Le alici furono aggiunte molto più tardi, quando venne il pescivendolo, verso la fine degli anni ‘50 del Novecento.
Il pescivendolo credevo fosse di Manfredonia, invece veniva da Bisceglie. Il primo che arrivò fu Cosimo Gramegna. Stava in società con altri nove. Ogni venerdì, tutti e dieci in un camioncino solo, venivano da queste parti. Uno metteva il banco a Candela, un altro a Lacedonia, un altro ancora a Bisaccia, gli altri non ricordo dove mi hanno detto. So che l’ultimo, quello che arrivava più lontano, si fermava a Pescopagano.
Poi a Calitri venne sempre Mauro, che prima restava a Candela.
Mauro Belgiovine aveva incominciato a fare il pescivendolo dopo la guerra, nel ‘47. Quando veniva da noi scendeva ‘ngimma cort2, e per avere l’acqua per sciacquare il pesce pulito, lavare i coltelli e provvedere all’igiene propria e del banco, si metteva vicino a ‘u pìsc’l, sotto al tunnel del municipio, riparato dalla pioggia e dal caldo.
Apriva le gambe al banco di vendita piegate sotto dalle cerniere, e sul piano di legno stretto e lungo metteva ogni cosa al proprio posto. Le cassette dei pesci tutte da una parte, vicino il blocco di ghiaccio, che ogni tanto grattava e metteva tra le alghe, sui pesci.

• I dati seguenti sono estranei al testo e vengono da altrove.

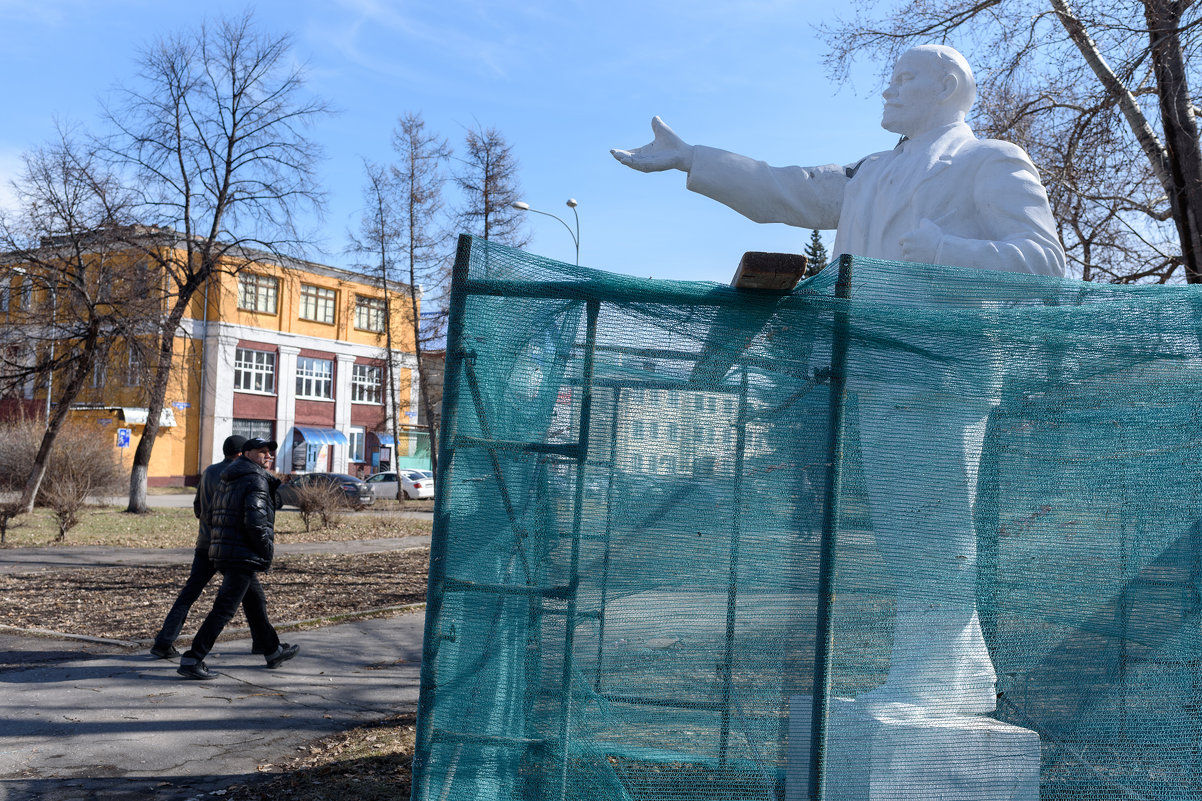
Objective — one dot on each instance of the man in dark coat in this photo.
(242, 537)
(202, 565)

Poi sistemava i coltelli, i pesi e la scatola di latta dei biscotti Plasmon, per i soldi. La stadera d’ottone l’appendeva. Infilzati a due ganci, appesi al muro i fogli di carta per il cono in cui riporre quello che vendeva, e i giornali per incartare. La cassetta per gli scarti andava a terra.
Poggiate direttamente sul banco una testa di pescespada e la coda a tranci.

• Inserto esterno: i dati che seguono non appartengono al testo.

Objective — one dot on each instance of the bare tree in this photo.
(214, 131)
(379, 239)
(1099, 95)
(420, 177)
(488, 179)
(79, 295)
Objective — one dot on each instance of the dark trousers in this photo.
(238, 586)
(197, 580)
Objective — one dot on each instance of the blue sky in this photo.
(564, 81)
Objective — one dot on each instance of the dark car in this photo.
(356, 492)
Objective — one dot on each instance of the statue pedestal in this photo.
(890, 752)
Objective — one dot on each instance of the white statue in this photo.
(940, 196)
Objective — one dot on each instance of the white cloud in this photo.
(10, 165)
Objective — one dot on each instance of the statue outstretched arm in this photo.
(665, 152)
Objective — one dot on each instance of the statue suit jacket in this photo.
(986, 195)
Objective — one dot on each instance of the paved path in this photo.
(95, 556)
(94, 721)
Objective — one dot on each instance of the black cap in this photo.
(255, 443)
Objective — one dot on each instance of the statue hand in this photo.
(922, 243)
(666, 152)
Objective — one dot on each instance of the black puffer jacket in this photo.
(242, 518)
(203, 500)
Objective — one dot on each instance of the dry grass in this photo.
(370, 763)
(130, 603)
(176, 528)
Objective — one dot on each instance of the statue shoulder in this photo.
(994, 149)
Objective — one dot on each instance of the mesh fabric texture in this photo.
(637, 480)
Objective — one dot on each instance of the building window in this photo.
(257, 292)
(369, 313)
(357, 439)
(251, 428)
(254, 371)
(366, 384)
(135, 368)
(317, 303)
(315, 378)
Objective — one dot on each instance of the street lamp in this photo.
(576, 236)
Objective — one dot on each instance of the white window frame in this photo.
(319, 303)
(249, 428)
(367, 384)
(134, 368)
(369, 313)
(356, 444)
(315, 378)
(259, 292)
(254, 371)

Mauro sembrava il piccolo re del grande immenso abisso. Era magro, non però minuto o rinsecchito. Gli occhietti, portati di qua e di là per tenere in mente il turno di chi servire, erano sottolineati dalle sopracciglia nere e dai baffi sottili. Interveniva nei duetti delle donne, diceva come cucinare il pesce portato e del non pescato per il mare mosso.
E, quando gli sentivo questo, immaginavo le nubi scure e basse, una furiosa tempesta sopra il mare grosso, e i cavalloni solcati da dorsi di balene e navi di pirati.
1) C’tràngula a ‘nzalàta, «arancia amara ad insalata (ossia condita come si condisce la lattuga)». Il termine c’tràngula deriva da cetrangolo: l’arancio amaro.
2) Ngìmma Cort, è la denominazione di quella che, prima del terremoto del 23 novembre del 1980, era la piazza principale del paese. ‘Ngìmma, in cima, sopra, in alto. Cort, potrebbe significare, come riferisce Giulio Acocella nel suo Dizionario del dialetto calitrano, «municipio, tribunale». In effetti ‘ngìmma Cort c’è il Municipio e, al suo interno, c’era la Pretura. È più probabile però che il termine ci sia arrivato dalla terminologia economica dell’alto medioevo. In questo caso indicherebbe il fondo dominante dal quale dipendevano altri fondi coltivati.